Pubdate: Fri, 27 Jun 2014
Source: Honolulu Star-Advertiser (HI)
Copyright: 2014 Associated Press
Contact: 
http://www.staradvertiser.com/info/Star-Advertiser_Letter_to_the_Editor.html
Website: http://www.staradvertiser.com/
Details: http://www.mapinc.org/media/5154
Author: Sadie Gurman, Associated Press
Page: A3

AUTHORITIES' LIABILITY INCREASES AS MARIJUANA REGULATIONS SHIFT

DENVER (AP) - Police in some medical marijuana states who once 
routinely seized illegal pot plants by ripping them out by their 
roots and stashing them away in musty evidence rooms to die are now 
thinking twice about the practice.

 From Colorado and Washington state to California and Hawaii, police 
are being sued by people who want their marijuana back after 
prosecutors chose not to charge them or they were acquitted.

In some cases the onetime suspects are asking for hundreds of 
thousands of dollars to replace dead plants.

Concerns over liability have prompted some agencies to either forgo 
rounding up the plants altogether or to improvise by collecting a few 
samples and photographing the rest to use as evidence for criminal charges.

"None of us really are sure what we're supposed to do, and so you err 
on the side of caution," said Mitch Barker, executive director of the 
Washington Association of Sheriffs and Police Chiefs.

The change comes as the notion of marijuana as medicine clashes with 
police seizure procedure that was developed in an era when pot was a 
scourge that needed to be wiped out.

"Law enforcement is going to have to think more carefully about what 
their procedures are and how those procedures might need to change in 
light of changes in the law," said Sam Kamin, a University of Denver 
law professor.

Just as the smell of pot smoke may no longer be grounds to search a 
home or make an arrest, Kamin, who helped craft the state's pot 
regulations, said, "the same evidence that two or three years ago 
would have given police probable cause today doesn't."

Most local police say they are seizing less weed post-legalization, 
but they still investigate if they suspect patients are growing more 
than they should. Federal agents face no such quandary since pot 
remains illegal under federal law.

Whether or not state laws require, as they do in Colorado, police to 
return medical marijuana intact if a suspect isn't charged or is 
acquitted, departments have been sued over pot that has wilted in 
their evidence lockers.

In Colorado Springs a cancer patient who had faced drug charges is 
suing police after 55 dead plants were returned to him. The state 
appeals court had to order the police to return them.

Medical dispensary owner Alvida Hillery sued police to return her 604 
pot plants or pay $3.3 million after she was acquitted of drug 
cultivation charges. She dropped the suit in exchange for a city 
dispensary license. By then the plants had died.

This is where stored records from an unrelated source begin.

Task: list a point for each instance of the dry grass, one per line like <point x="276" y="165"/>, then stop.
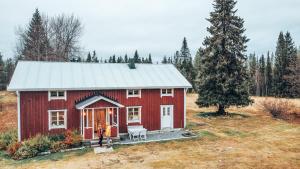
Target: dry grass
<point x="248" y="138"/>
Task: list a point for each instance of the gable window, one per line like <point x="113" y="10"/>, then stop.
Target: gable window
<point x="166" y="92"/>
<point x="134" y="93"/>
<point x="57" y="95"/>
<point x="134" y="114"/>
<point x="57" y="119"/>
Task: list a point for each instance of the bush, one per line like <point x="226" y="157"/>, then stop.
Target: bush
<point x="7" y="138"/>
<point x="40" y="143"/>
<point x="13" y="148"/>
<point x="27" y="150"/>
<point x="57" y="146"/>
<point x="278" y="108"/>
<point x="57" y="137"/>
<point x="72" y="138"/>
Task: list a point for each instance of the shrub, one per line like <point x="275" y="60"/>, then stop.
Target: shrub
<point x="57" y="146"/>
<point x="72" y="138"/>
<point x="280" y="108"/>
<point x="57" y="137"/>
<point x="7" y="138"/>
<point x="40" y="143"/>
<point x="13" y="148"/>
<point x="25" y="151"/>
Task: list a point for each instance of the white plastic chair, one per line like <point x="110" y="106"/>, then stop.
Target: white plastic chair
<point x="143" y="134"/>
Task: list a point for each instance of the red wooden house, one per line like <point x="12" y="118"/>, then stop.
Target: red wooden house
<point x="54" y="96"/>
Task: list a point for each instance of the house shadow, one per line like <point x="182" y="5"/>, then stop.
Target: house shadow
<point x="215" y="114"/>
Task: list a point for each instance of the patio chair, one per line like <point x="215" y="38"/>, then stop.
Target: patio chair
<point x="143" y="134"/>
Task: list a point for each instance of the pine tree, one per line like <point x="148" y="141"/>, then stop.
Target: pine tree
<point x="2" y="73"/>
<point x="126" y="58"/>
<point x="224" y="80"/>
<point x="290" y="73"/>
<point x="262" y="78"/>
<point x="269" y="77"/>
<point x="164" y="61"/>
<point x="89" y="58"/>
<point x="136" y="57"/>
<point x="150" y="58"/>
<point x="36" y="42"/>
<point x="94" y="57"/>
<point x="252" y="74"/>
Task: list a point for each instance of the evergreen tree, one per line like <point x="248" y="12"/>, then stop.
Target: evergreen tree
<point x="136" y="57"/>
<point x="126" y="58"/>
<point x="252" y="74"/>
<point x="131" y="64"/>
<point x="224" y="80"/>
<point x="89" y="58"/>
<point x="149" y="58"/>
<point x="290" y="73"/>
<point x="94" y="57"/>
<point x="269" y="77"/>
<point x="262" y="78"/>
<point x="36" y="43"/>
<point x="164" y="61"/>
<point x="2" y="73"/>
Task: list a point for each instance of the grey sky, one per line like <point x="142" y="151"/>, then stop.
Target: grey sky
<point x="156" y="26"/>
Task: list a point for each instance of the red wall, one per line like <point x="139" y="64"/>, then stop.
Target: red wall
<point x="34" y="108"/>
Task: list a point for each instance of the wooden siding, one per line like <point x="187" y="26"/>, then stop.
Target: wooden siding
<point x="34" y="108"/>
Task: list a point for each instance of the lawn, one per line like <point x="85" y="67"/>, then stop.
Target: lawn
<point x="247" y="138"/>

"We need uniform rules, and law enforcement would be wise to develop 
those rules, otherwise they will continue to be sued," said Hillery's 
attorney, Sean McAllister, who is representing another dispensary 
owner in a similar suit in federal court.

City patrol officers must now call a narcotics detective for advice 
if they believe they are in the presence of illegal weed.

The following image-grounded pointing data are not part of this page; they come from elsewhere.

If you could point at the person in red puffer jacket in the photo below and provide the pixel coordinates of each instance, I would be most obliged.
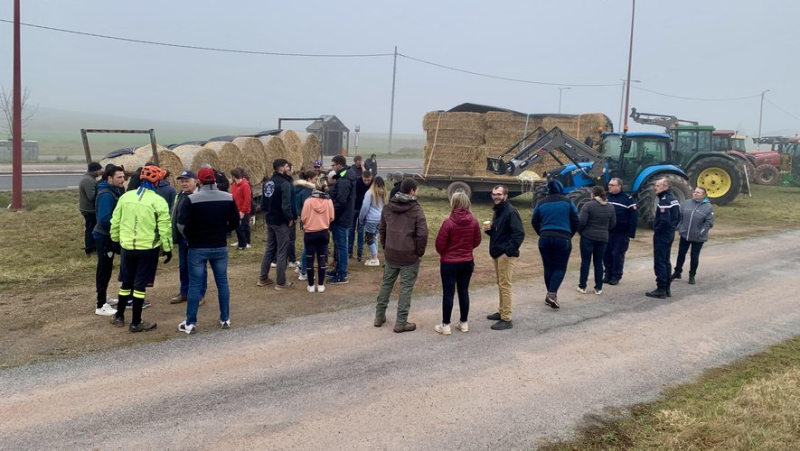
(457, 237)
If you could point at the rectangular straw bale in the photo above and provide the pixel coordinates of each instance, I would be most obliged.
(453, 121)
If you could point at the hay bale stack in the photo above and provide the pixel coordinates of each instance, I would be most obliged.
(168, 160)
(275, 148)
(254, 158)
(228, 155)
(294, 147)
(312, 151)
(195, 157)
(133, 161)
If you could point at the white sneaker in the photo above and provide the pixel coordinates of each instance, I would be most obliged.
(443, 329)
(105, 310)
(189, 329)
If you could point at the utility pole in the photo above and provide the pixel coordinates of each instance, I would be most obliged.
(16, 146)
(630, 60)
(391, 111)
(761, 112)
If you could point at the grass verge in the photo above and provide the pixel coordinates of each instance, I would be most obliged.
(752, 404)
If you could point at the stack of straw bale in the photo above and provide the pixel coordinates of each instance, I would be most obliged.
(195, 157)
(294, 148)
(275, 148)
(312, 150)
(254, 158)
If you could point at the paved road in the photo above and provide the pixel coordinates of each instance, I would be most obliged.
(333, 381)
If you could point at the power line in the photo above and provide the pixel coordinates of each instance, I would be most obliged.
(781, 109)
(695, 98)
(194, 47)
(498, 77)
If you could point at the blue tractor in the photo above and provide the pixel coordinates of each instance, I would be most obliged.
(638, 159)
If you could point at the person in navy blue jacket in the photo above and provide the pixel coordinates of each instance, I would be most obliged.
(667, 217)
(555, 220)
(620, 236)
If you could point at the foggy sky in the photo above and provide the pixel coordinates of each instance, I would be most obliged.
(703, 49)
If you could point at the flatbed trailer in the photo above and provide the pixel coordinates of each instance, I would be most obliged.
(476, 188)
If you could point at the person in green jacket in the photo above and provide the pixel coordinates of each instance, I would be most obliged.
(141, 225)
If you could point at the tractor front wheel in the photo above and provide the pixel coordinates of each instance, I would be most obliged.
(719, 176)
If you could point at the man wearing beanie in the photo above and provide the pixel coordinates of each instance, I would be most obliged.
(87, 189)
(205, 218)
(276, 203)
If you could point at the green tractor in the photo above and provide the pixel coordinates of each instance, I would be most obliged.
(692, 149)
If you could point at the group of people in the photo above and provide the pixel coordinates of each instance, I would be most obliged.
(351, 206)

In Hawaii a group of medical marijuana patients who were never 
arrested sued in May after police seized 52 plants in a raid. They 
want $5,000 for each plant if they've died.

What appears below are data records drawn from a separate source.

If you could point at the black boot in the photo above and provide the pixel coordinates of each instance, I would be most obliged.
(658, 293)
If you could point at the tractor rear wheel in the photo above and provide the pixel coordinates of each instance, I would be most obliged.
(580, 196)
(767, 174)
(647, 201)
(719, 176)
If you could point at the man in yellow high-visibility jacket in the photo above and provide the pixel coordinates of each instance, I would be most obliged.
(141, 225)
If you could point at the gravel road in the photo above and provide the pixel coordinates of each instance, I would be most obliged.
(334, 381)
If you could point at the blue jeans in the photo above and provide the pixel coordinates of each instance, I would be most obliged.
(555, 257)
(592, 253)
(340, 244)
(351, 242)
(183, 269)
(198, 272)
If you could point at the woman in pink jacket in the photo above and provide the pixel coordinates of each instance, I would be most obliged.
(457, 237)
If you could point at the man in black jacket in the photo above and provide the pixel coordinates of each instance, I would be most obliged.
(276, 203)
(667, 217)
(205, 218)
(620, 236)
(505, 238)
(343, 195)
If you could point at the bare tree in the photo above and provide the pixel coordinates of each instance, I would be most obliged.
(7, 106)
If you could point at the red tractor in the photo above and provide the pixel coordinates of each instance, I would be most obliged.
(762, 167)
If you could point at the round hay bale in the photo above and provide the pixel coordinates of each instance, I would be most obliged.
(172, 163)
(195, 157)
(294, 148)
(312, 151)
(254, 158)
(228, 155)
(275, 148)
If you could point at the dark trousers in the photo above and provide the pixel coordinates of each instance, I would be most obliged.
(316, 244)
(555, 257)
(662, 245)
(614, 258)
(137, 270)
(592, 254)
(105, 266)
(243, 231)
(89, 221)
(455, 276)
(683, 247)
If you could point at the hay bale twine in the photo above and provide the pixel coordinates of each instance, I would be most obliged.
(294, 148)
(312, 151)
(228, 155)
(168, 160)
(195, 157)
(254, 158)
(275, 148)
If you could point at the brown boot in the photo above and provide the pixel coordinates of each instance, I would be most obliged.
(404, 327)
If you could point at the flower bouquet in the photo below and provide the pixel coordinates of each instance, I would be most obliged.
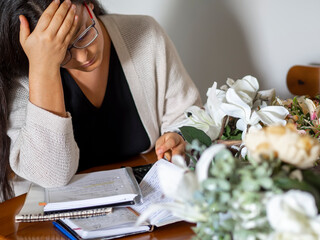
(231, 111)
(272, 192)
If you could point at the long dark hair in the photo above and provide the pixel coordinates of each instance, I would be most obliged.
(14, 64)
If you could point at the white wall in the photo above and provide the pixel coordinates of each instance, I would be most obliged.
(217, 39)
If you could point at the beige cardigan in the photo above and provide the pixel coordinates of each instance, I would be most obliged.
(43, 149)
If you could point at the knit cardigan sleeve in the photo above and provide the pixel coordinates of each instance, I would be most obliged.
(161, 87)
(43, 149)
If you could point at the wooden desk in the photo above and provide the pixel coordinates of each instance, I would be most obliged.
(45, 230)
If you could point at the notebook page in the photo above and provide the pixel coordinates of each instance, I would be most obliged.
(151, 192)
(93, 185)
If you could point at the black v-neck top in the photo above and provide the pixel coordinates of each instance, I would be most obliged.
(112, 132)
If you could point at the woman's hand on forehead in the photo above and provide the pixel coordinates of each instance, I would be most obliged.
(47, 45)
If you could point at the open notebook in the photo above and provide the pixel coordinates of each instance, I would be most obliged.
(86, 195)
(121, 221)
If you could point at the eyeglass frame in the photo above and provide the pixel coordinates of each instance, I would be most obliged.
(81, 35)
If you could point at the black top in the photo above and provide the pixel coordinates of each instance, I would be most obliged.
(109, 133)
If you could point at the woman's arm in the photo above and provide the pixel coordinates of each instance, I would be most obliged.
(43, 149)
(45, 48)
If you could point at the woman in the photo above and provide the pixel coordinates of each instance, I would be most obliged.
(81, 90)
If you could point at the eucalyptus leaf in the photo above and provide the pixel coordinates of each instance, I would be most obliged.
(190, 133)
(287, 183)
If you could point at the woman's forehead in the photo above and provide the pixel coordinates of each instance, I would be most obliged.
(82, 18)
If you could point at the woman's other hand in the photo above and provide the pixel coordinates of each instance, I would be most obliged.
(46, 46)
(170, 144)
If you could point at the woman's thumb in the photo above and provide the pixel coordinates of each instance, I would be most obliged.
(24, 28)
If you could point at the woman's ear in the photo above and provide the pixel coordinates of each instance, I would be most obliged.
(91, 6)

In Oregon a narcotics task force takes only the number of plants 
necessary to bring a patient back into compliance with the law, said 
Washington County Sheriff's Sgt. Chris Schweigert.

"Ten years ago you had that many plants, you just went in there and 
ripped them all out. Now you've got to ask a few questions," said 
Sgt. David Oswalt, who supervises the Grand Junction police evidence room.

Oswalt's department tells officers who believe the questionable weed 
is legal for medical purposes to take clippings and leave the plants behind.

Leaving plants behind carries obvious risks, said Jim Gerhardt of the 
Colorado Drug Investigators Association.

"It would be like arresting a cocaine dealer and taking a minuscule 
amount of the cocaine as a sample and then leaving it there for them 
to be used or sold," he said. "It's a complicated, messy issue."